California Kelp Watch 2014… If absolutely nothing is being found even quite near Fukushima, interesting why experts suddenly decided to start testing California kelps.  Or perhaps that is why they waited so long:

“Researchers from California State University, Long Beach (CSULB) and the Lawrence Berkeley National Laboratory have launchedKelp Watch 2014,” a scientific campaign designed to determine the extent of radioactive contamination of the state’s kelp forest from Japan’s damaged Fukushima nuclear power plant…”  See more at: http://newscenter.lbl.gov/science-shorts/2014/01/13/berkeley-lab-and-cal-state-long-beach-researchers-launch-‘kelp-watch’-to-determine-extent-of-fukushima-contamination/  Problem with that study, though, is that Lawrence Berkeley National Laboratory is a cornerstone of the nuclear establishment, unlikely to put up a fight if industry goons were to dictate the suppression (or spinning) of data.   Regardless of actual findings, I consider it rather unlikely they’ll find anything “above levels of concern” in any case.

– This summer 2013, Tohoku University researchers have focused their studies off the coast of Soma about 50 km north of the Fukushima No. 1 plant. Researchers from Tokyo University of Marine Science and Technology have handled the area off the coast of Iwaki 35 to 50 km south of the plant.

Read the August 12, 2013 article in the Asahi Shimbun.  On seaweeds, it reported [my emphasis]: “[…] The three-member team led by Yukio Agatsuma, a professor of marine plant ecology at Tohoku University, collected about 20 types of seaweed and 30 kinds of marine creatures from three areas on the seabed.

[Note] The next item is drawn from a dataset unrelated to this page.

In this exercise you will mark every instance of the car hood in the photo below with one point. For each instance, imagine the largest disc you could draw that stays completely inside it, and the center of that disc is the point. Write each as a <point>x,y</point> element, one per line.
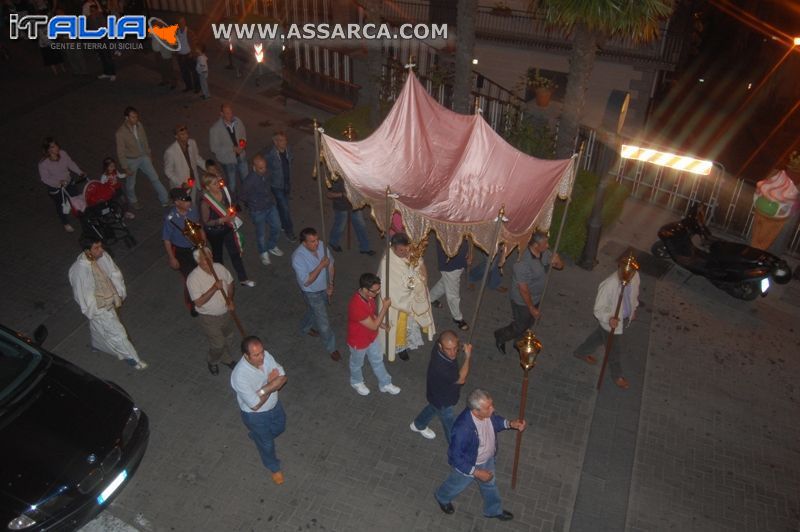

They remained in each area for 30 to 40 minutes. […]  Among the seaweed collected, the highest radioactivity levels have been 59 becquerels. [of Cesium per Kg]  […]”

!–> That’s FUKUSHIMA seaweed measuring a mere 59 Bq/kg of radioCesium (either 137 or combined Cs-137 & Cs-134, didn’t specify in the article) this summer 2013.   Technically edible.

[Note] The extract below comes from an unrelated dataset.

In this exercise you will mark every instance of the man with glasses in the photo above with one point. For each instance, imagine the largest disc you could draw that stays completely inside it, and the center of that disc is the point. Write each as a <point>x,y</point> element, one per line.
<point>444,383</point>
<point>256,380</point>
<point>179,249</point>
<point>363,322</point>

Greenpeace (2011) tested some seaweed from near Iwaki in the Fukushima Prefecture in July 2011, with the highest in that report showing Cs-134 + Cs-137 measuring 366.1 Bq/kg:

Annotated Excerpt from: http://www.greenpeace.org/japan/Global/japan/pdf/110809GP_MarineResearch_Data.pdf CLICK TO SEE ORIGINAL DOCUMENT AT GREENPEACE

Annotated Excerpt from: http://www.greenpeace.org/japan/Global/japan/pdf/110809GP_MarineResearch_Data.pdf
CLICK IMAGE to see complete original document at Greenpeace (also showing fish test results).  July 2011

Additional Greenpeace sample results from earlier in 2011 showed higher levels for a couple samples (none of those were Laminaria Japonica, the main Kelp, used for Kombu), the highest one, a Fukushima seaweed, sampled May 5, 2011, measured 1390 Bq/Kg Cs-134 + 1450 Bq/kg Cs-137 (see Greenpeace document for I-131, margin or errors, etc.), thus a whopping 2,840 Bq/kg of Cs-134 + Cs-137 total.  See also HERE.

Anyhow, not much recent data, and still haven’t found ANY data for Hokkaido Kelp…

And articles like, “Jane Says: Eating Kelp Isn’t Going to Make You Radioactive” aren’t helpful either, as the writer has NO IDEA about Kelp contamination either (otherwise, show me the data!), but instead makes a lot of assumptions, after linking to nuclear-promoting IAEA statements, 2011 studies that have no relevance right now, and assurances from seafood businesses with major financial stakes in the matter.

Only Valid Conclusion at this point (for me):  ‘uncertainty’

We don’t actually KNOW what the radiation situation for most of our food is.  Not enough samples are being lab-tested, and Geiger Counter tests just don’t cut it by themselves at this point.  

Curious to what my own independent lab tests will reveal about the food samples I bought in Japan…

[Last edited:  March 22, 2014 – References to a known nonsense-spreading fear-monger have been removed.]